HIT-Leiden Explained for Software Developers

HIT-Leiden is an algorithm for efficiently maintaining Leiden communities in large dynamic graphs.

Why this algorithm exists

Classic Leiden is great for static graphs, but production systems usually deal with dynamic edges (arrivals/removals) and need fast updates. HIT-Leiden keeps Leiden’s quality goals while avoiding full recomputation on every change.

If you like mental models: this is Leiden with incremental deltas + hierarchy-aware maintenance + mode-dependent execution (deterministic vs throughput).

Core concepts (developer-friendly)

Graph: $G=(V,E)$
Delta graph: $\Delta G$ (edge updates to apply)
Level-(p) supergraph: $G^p$
Community map: $f^p(\cdot)$
Refined community map: $g^p(\cdot)$
Subcommunity map: $s^p(\cdot)$
Resolution: $\gamma$ (modularity trade-off knob)
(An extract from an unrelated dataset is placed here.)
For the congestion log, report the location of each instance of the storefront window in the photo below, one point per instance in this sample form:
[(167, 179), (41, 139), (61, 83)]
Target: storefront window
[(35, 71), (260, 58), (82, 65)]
In implementation terms, these are mostly arrays/vectors indexed by node or supernode.

Modularity definitions (what we optimize)
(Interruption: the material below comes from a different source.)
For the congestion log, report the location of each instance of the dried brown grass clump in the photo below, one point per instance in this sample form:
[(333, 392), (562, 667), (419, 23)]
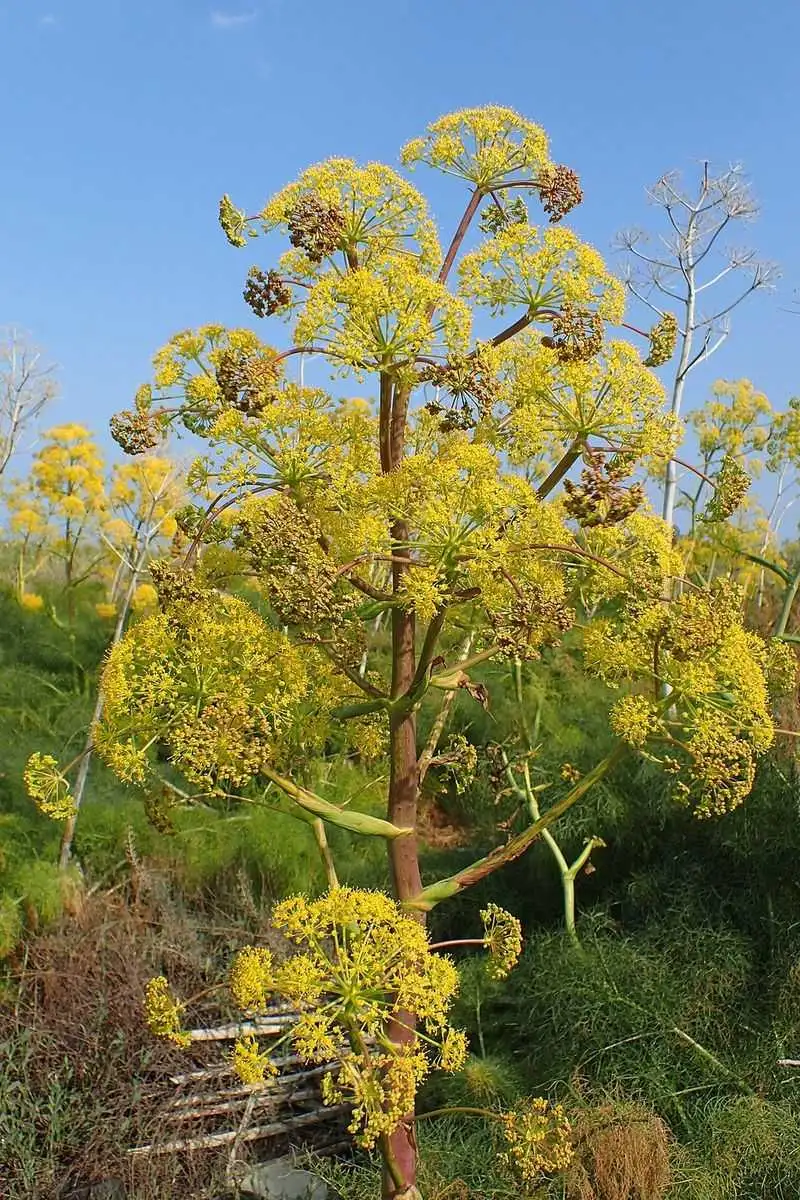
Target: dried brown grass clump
[(621, 1153), (73, 1035)]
HIT-Leiden uses modularity as its objective during movement/refinement decisions.

Global modularity

For an undirected weighted graph, modularity is:

$$ Q = \frac{1}{2m}\sum_{i,j}\left(A_{ij} - \gamma\frac{k_i k_j}{2m}\right),\delta(c_i,c_j) $$

Where:

$A_{ij}$ is edge weight between nodes $i$ and $j$,
$k_i$ is weighted degree of node $i$,
$2m = \sum_i k_i$,
$c_i$ is the community label for node $i$,
$\delta(c_i,c_j)=1$ if same community, else $0$.

Intuition: higher $Q$ means more internal edge weight than expected under a degree-preserving random baseline.
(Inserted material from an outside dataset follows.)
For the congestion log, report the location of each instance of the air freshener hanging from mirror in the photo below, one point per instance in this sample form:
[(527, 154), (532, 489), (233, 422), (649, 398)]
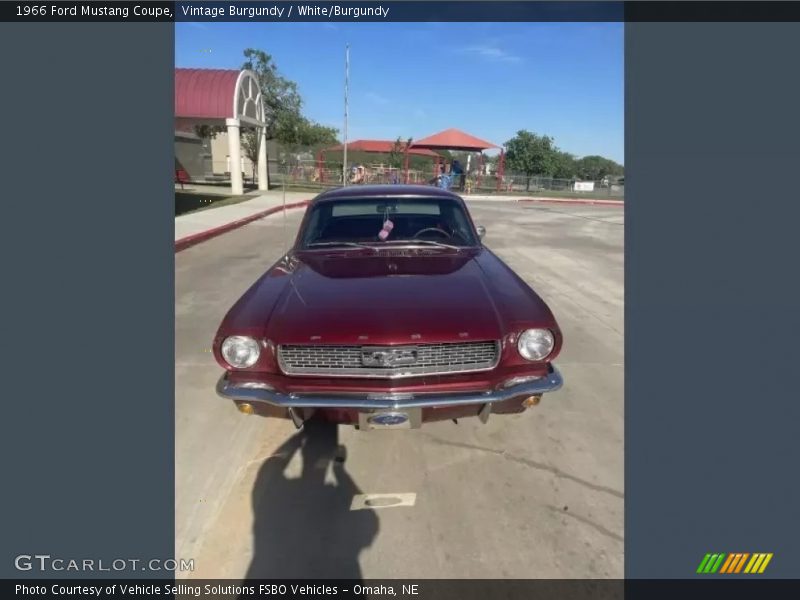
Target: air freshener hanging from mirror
[(387, 228)]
Local move gain used in `inc-movement`

For a node $v$ moving from current community $C$ to candidate $C'$, the code evaluates a local gain of the form:

$$ \Delta Q(v: C \to C') = \frac{w(v,C') - w(v,C)}{2m}

\gamma,\frac{k_v\left(d(C) - k_v - d(C')\right)}{(2m)^2} $$

Where:

$w(v,C)$ is total edge weight from $v$ to nodes in community $C$,
$k_v$ is degree of $v$,
$d(C)=\sum_{u\in C}k_u$ is total degree mass of community $C$.

Moves are applied only when $\Delta Q > 0$ (and in throughput mode, batch guards apply as well).

Reporting note

The run-level quality score (compute_modularity) reports standard modularity from the final partition. Movement/refinement steps still use the configured resolution parameter $\gamma$ for local decisions.

End-to-end flow

Build/load a graph (GraphInput -> InMemoryGraph).
Choose mode:
- Deterministic: stable, single-thread style logic.
- Throughput: parallel movement/refinement with guardrails.
For each hierarchy level $p$:
- Apply updates: $G^p \leftarrow G^p \oplus \Delta G^p$.
- Run incremental movement.
- Run incremental refinement.
- Run incremental aggregation (unless skipped).
Run deferred update from top level down.
Output final map from refined level-1 assignment.

Algorithm walkthrough (1–6) in practical terms

1) Leiden baseline (Algorithm 1)

At each level:

move nodes to improve modularity,
refine communities to preserve connectivity quality,
aggregate into a coarser graph for the next level.

Then project results back to original nodes.

2) Incremental movement (Algorithm 2)

This is the local re-assignment step triggered by changes.

What it does:

Build active set $A$ from changed edges in $\Delta G$:
- positive inter-community changes activate endpoints,
- negative intra-community changes activate endpoints.
Pop active nodes and evaluate best destination community via modularity gain $\Delta Q$.
Move only when gain is positive.
Record changed nodes ($B$) and refinement-affected nodes ($K$).
Re-activate neighbors when local structure changed.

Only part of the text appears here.